The Herald (Zimbabwe)

SADC tackles xenophobia in SA

- Fungi Kwaramba Political Editor

SADC has engaged the South African government to ensure the protection of African citizens domiciled in that country against xenophobic attacks.

After paying a courtesy call on President Mnangagwa yesterday, the newly elected

SADC Executive Secretary Mr Elias Magosi said, as the head of the secretaria­t driving programmes and policies of the 16-member bloc, he intends to ensure there is regional integratio­n.

His call comes amid rising tensions in South Africa where foreigners have once again been under attack from South Africans in an Afrophobic wave that is code-named Operation Dudula.

Last month, a Zimbabwean Elvis Nyathi was brutally murdered by South Africans in Diepsloot in a foreboding repeat of other equally brutal and callous attacks on foreigners.

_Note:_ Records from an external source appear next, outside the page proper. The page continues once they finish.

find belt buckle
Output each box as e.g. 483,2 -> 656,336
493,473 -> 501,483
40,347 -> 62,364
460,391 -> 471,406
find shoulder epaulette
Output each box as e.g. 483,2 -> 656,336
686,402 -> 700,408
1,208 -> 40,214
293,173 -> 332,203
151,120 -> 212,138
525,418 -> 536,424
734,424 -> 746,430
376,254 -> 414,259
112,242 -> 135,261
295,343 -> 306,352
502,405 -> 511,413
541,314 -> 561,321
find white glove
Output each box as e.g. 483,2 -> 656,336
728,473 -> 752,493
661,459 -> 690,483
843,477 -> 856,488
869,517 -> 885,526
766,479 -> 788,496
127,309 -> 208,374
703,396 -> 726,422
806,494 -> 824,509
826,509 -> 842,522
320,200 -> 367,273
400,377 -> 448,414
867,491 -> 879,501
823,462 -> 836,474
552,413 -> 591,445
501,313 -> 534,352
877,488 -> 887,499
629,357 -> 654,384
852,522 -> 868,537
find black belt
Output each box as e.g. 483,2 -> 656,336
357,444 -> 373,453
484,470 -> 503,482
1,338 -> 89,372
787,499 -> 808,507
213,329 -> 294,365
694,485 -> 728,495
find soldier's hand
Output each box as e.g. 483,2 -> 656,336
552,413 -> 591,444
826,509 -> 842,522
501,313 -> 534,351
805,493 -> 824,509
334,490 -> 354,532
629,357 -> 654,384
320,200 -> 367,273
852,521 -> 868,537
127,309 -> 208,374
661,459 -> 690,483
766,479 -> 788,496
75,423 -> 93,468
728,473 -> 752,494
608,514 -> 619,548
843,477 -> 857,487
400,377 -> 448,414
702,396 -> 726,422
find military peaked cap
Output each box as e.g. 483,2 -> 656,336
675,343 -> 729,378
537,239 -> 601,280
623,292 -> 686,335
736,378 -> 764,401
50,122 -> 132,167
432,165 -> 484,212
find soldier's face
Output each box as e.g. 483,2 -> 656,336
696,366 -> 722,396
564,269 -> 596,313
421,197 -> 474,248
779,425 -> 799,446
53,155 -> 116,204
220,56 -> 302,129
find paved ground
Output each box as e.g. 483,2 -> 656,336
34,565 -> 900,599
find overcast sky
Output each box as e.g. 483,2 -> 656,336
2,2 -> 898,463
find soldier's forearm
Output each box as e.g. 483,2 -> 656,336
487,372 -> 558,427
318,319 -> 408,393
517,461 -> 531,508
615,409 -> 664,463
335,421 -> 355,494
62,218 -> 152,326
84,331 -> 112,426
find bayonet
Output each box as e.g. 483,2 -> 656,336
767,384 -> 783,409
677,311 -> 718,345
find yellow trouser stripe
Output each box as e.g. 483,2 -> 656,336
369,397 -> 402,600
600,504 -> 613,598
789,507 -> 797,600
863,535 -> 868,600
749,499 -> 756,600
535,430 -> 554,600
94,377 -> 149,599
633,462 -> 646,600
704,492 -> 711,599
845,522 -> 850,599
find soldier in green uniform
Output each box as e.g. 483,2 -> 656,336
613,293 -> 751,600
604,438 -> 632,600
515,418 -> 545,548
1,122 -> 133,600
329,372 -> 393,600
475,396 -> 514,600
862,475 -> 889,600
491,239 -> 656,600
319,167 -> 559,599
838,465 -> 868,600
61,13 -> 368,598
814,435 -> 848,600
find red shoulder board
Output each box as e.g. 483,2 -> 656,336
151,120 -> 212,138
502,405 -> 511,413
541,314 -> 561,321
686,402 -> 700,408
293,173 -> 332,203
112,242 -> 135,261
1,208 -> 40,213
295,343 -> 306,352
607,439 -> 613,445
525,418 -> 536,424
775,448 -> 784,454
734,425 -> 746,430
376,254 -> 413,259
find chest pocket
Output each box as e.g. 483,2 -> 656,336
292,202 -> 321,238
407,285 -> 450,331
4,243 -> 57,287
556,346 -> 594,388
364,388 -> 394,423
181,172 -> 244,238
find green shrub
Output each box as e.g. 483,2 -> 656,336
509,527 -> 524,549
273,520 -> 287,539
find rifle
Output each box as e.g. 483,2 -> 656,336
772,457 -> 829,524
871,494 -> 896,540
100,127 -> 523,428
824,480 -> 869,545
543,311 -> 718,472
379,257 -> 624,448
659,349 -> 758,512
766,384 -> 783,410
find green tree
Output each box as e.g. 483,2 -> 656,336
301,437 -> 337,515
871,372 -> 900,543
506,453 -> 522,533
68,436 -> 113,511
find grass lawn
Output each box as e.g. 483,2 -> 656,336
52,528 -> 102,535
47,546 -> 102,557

However, Mr Magosi said such actions are an anathema to the founding values of the regional bloc that was founded in August 1992.

“The idea of the founding fathers of the community was to ensure that we integrate and that we have our citizens moving freely across the region, that means they could find economic activity anywhere in the region.

“Zimbabwean­s could move into Botswana, and citizens of Botswana could move to Zimbabwe or anywhere in the region without fear that when working they should be looking behind their back feeling that they are insecure, so those aspects that have been in the Republic of South Africa, obviously as the secretaria­t and SADC, we will be concerned about.

“We are concerned about it and we are engaged with the leadership of the Republic of South Africa for them to find solutions,” he said.

He said the region also encourages bilateral engagement­s between member states in the event of xenophobia, which has lately been simmering in South Africa at the instigatio­n of Operation Dudula, which is targeting Africans in what some have described as Afrophobia.

“We encourage government­s to engage at the highest level to make sure that citizens in either country are secure and that the security is not compromise­d. The message that I would send to those practising it, say in South Africa, is that they have citizens elsewhere and would not want their citizens in other parts of the region to be treated like that.

“There are citizens of South Africa who are enjoying peace in the other 15 member states and that is what we would want for citizens of Zimbabwe, if they go to South Africa looking for opportunit­ies, and the South Africans must realise that these citizens that are coming are for the economic developmen­t of their country,’’ he said.

The SADC Executive Secretary said his mandate is to ensure that the aspiration­s of the regional bloc founding fathers to make sure Southern Africa prospers and is integrated,

are fulfilled.

“The region has done very well in terms of tools, processes, and protocols and it is time now to put that to good use, to implement.

“My role as secretary is that I expedite that, if there are protocols to sign we have to expedite the signing of those agreements. I am focusing primarily on policies driving integratio­n,” he said.

Mr Magosi added that the focus is on the signing of protocols in trade and infrastruc­tural developmen­t which will ultimately improve the welfare of the citizens of the SADC region.

With one of Sadc member states, Mozambique, under attack from insurgents in its Northern Cabo Delgado region Mr Magosi said he was determined to also ensure that Southern Africans appreciate the importance of collaborat­ion and interventi­on when a member state’s sovereignt­y, peace, and stability is under threat.

“I am also looking at improving the visibility of SADC, not many people know SADC as a community.

“We are looking at what can we do to improve the visibility of SADC to make sure the citizens of SADC may know the programmes that are being implemente­d within say the Republic of Zimbabwe.

“Now we are in Mozambique. When the Parliament of Zimbabwe has to provide resources or funds for President Mnangagwa to use in the Republic of Mozambique, they should understand, including those in opposition they should understand, why we should spend those resources in the Republic of Mozambique; we are nipping terrorism in the bud. It’s not only the threat to the Republic of Mozambique, but a threat to the entire region, that can grow quickly like a wildfire, so there is a reason why we should intervene,” said Mr Magosi.

Zimbabwe, like many SADC member states, has stood by Mozambique, sending trainers and also helping with food aid.